In AD&D, to hit rolls are resolved on d20. But the chance of a 1st level fighter defeating a storm giant in hand-to-hand combat are below 5%.
Apples and oranges.
The chance of a 1st-level fighter
defeating a storm giant is extremely close to zero. But, the chance of that 1st level fighter
hitting that giant on any one particular roll, while not great, are far enough away from zero to make the roll worthwhile.
In AD&D, a 1st level human thief has an 85% chance to climb walls. This could be represented on a d20.
It could; 85% is very neatly represented by 17 or less on a d20.
But what if the chance is 98%? That's not representable on a d20 yet is still most certainly not a guaranteed success...says he, who has had characters fail resurrection on odds like this more times than I care to think of.
According to the DMG (p 19), a check must be made very round - which means every 9' climbing a typical slightly slippery dungeon wall. The slight slipperiness also doubles the chance of slipping and falling, ie to 30%. If the wall the thief is trying to climb is more than 72 feet high, the chance of success is less than 5% - eg a little over 4% if the wall is no more than 81 feet high.

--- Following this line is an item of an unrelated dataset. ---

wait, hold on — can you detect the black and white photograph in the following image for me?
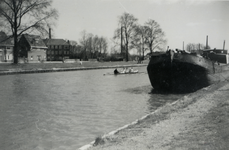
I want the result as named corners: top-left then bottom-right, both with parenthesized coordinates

I long ago streamlined this by concatenating it all into a roll or two: the first to succeed against the rough overall odds of success (e.g. let's say 4% for the 80' slippery wall in your example), and a second to gauge roughly how far you'd got before failure if the first roll does not show success. The second roll is weighted toward failing early; as most often if you're gonna blow it, or realize you're not gonna make it, it'll happen shortly after leaving the ground.
That's another peculiarity of AD&D that reduces its flexibility - some actions are resolved with a single die roll (eg opening a lock, searching for a secret door), others are resolved with multiple rolls (eg combat, climbing certain distances), others allow retries (eg forcing open ordinary doors; listening at doors) - with no apparent rhyme or reason.
To me, forcing open a door* comes under the same category as picking a lock; your roll represents your best shot at it and you don't get another until-unless something materially changes. In the door example this material change might be as simple as getting a second party member to help you.
* - actually, this is much more akin to bend bars-lift gates, which are specifically called out by example as only getting one roll (or only one roll for each if trying to get through a barred gate) without material change.
As for listening at a door, the material change here that allows another attempt is simply the passage of time; the PCs have no way of knowing whether something has materially changed beyond the door that might produce a different result than before.